A short laugh, and a shake of a head was his reponse.

Monday, December 12, 2011

oh the many marvellous things



What a delight to find this sketch of a future exhibit taped up in a vitrine!
Reminds me of someone...

Sunday, December 11, 2011

hello, venus



The auditorium was dark, and the white-headed professor was droning on and on about something my sleep deprived brain struggled to retain. I hung my head back to stare at the ceiling, trying to recall the bizarre dream I started to have last night, when my thought, like the dream, was interrupted. The slide had clicked to reveal a wonderfully rounded form— the very definition of round. A woman, head bowed, with enormous, pendulous breasts resting on a pillow of belly and hip. I was mesmerised.

The Venus of Willendorf.

I was obsessed. I drew her thighs and rolls in the corners of my art history and philosophy papers. I memorised her curves. This 25,000 year old Paleolithic statuette enchanted me. I daydreamed of the moment she was discovered in the earth, of her voluptuous little body being carved by ancient hands and gazed upon by ancient eyes... and I dreamt of tracing the shapes of her shadows with my own eyes.

Fifteen years later, I found myself standing before her, breath stilled in my body.
I pulled out my sketchbook and pen, and drew by the light which bounced off her breasts.



I am so lucky, indeed.

Saturday, December 10, 2011

oh my thunderous heart!



Why on earth I did not spend every single day wandering through the ornate halls of Vienna's Naturhistorisches Museum is beyond me. It stands alongside The de Young in San Francisco, the Isabella Stewart Gardner in Boston, and the Nationalmuseet in Copenhagen, as one of my favourite museums. Oh wait— there is the Van Gogh Museum and...

But let's get back to Vienna. My goodness... this gem has everything a girl could want in a museum! Light! Elegant, gilded moulding! Fossils! Meteorites! Dinosaurs!



And then, there was the bird room...



Just look at all those corvids!



Can you believe such beings exist? I spent over two and a half hours sketching and gawking wide-eyed at everything within my sight. I was in love with the birds— to see elegant, feathered creatures I've only dreamed of (though stuffed), was such a thrill— to be able now, to better understand their size, colour and shapes...

But there was one thing— one little thing, which made my heart roar with excitement...
She deserves a post of her own.

Monday, December 5, 2011

what can you do with an hour?

Why, you can take a train to Slovakia and begin to explore its marvellous capital, Bratislava!

Sunday, December 4, 2011

flesh into stone



Muscles, flesh, and ribs, conquering heroes and goddesses...
One imagines their chests expand with inhalations at night.

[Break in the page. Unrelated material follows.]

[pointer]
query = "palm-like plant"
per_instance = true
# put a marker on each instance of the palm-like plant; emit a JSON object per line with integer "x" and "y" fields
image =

Saturday, December 3, 2011

anatomicalesque



Down in the belly of the Leopold Museum in Vienna, I discovered an artist I had never heard of— Hermann Nitsch. Nitsch is an Austrian artist best known for his controversial and often gorey multimedia and performance pieces, which explore ritual, religion and violence. Playing on screens in the gallery space, these bloody pieces were quite compelling (and a little nauseating), but what really caught my attention were his enormous, layered, anatomical drawings, which reminded me of the Lubos Plny exhibit I came across last year in Istanbul, with the layers of organs, lines and red. As you know, I go weak in the knees for a beautiful line, and my heart flutters for anatomical drawings and sculpture (once upon a time, I nearly entered the world of science and medicine), so Hermann Nitsch really spoke to me.



Just look at those layers of lines!

an untold story



I seem to have misplaced the envelope upon which I scrawled the artists' names... I remember it was in brown ink (the last image is Sleepless, by Paul Nestlang). Unimpressed by much of the work in The Excitement Continues exhibit at the Leopold Museum, these beautiful three really stood out and grabbed me— and don't you think they tell a story when placed together like this?